Hyperpolarization Explained

• After K+ exits during repolarization, membrane potential approaches K+'s equilibrium but does not touch it before returning to resting state.

• The kinetics of both Na+ and K+ channels influence how quickly these processes occur during an action potential.

Understanding Action Potentials and Ion Channel Kinetics

Kinetics of Potassium Channels

• The kinetics of potassium channels is notably slower compared to sodium channels, resulting in prolonged opening times. This extended duration allows more potassium ions to flow through the channels.

• As a consequence of this slow kinetics, the membrane potential becomes more negative than the resting potential due to increased potassium conductance.

Sodium Channel Activation and Inactivation

• Sodium channels transition from a closed state to an open state upon activation, then move into an inactive state. This sequence is crucial for understanding action potentials.

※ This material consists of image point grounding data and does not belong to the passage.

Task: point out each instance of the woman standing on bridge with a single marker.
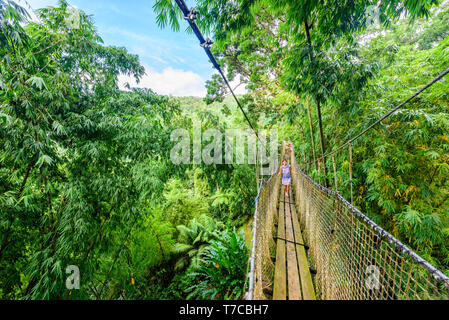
(286, 176)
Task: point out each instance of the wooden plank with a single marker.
(280, 279)
(294, 287)
(308, 290)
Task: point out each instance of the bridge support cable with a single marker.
(391, 112)
(356, 259)
(191, 15)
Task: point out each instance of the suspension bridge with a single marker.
(315, 245)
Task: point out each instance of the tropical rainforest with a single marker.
(85, 173)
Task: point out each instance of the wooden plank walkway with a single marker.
(292, 278)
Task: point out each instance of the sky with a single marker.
(175, 63)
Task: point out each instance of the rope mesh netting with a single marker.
(353, 257)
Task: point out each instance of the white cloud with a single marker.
(170, 81)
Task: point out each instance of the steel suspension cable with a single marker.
(350, 141)
(191, 15)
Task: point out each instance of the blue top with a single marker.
(286, 171)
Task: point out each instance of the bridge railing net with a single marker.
(262, 274)
(354, 258)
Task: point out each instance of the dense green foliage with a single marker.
(86, 176)
(352, 68)
(85, 171)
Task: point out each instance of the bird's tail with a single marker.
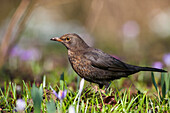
(151, 69)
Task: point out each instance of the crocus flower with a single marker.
(16, 51)
(158, 65)
(20, 105)
(81, 85)
(30, 54)
(166, 59)
(71, 109)
(61, 94)
(26, 54)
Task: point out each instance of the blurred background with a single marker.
(135, 31)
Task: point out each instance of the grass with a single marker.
(40, 98)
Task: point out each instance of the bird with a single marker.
(93, 64)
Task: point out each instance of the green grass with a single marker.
(40, 98)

• After an action potential, if another stimulus occurs while most sodium channels are inactivated, it cannot trigger a new action potential. This highlights the importance of channel states in neuronal firing.

Refractory Period

• The time during which a threshold stimulus cannot generate another action potential is known as the absolute refractory period. During this phase, most sodium channels remain inactive.

• As time progresses post-action potential, some sodium channels transition back from their inactive state to a closed state, allowing for future excitability once enough have reset.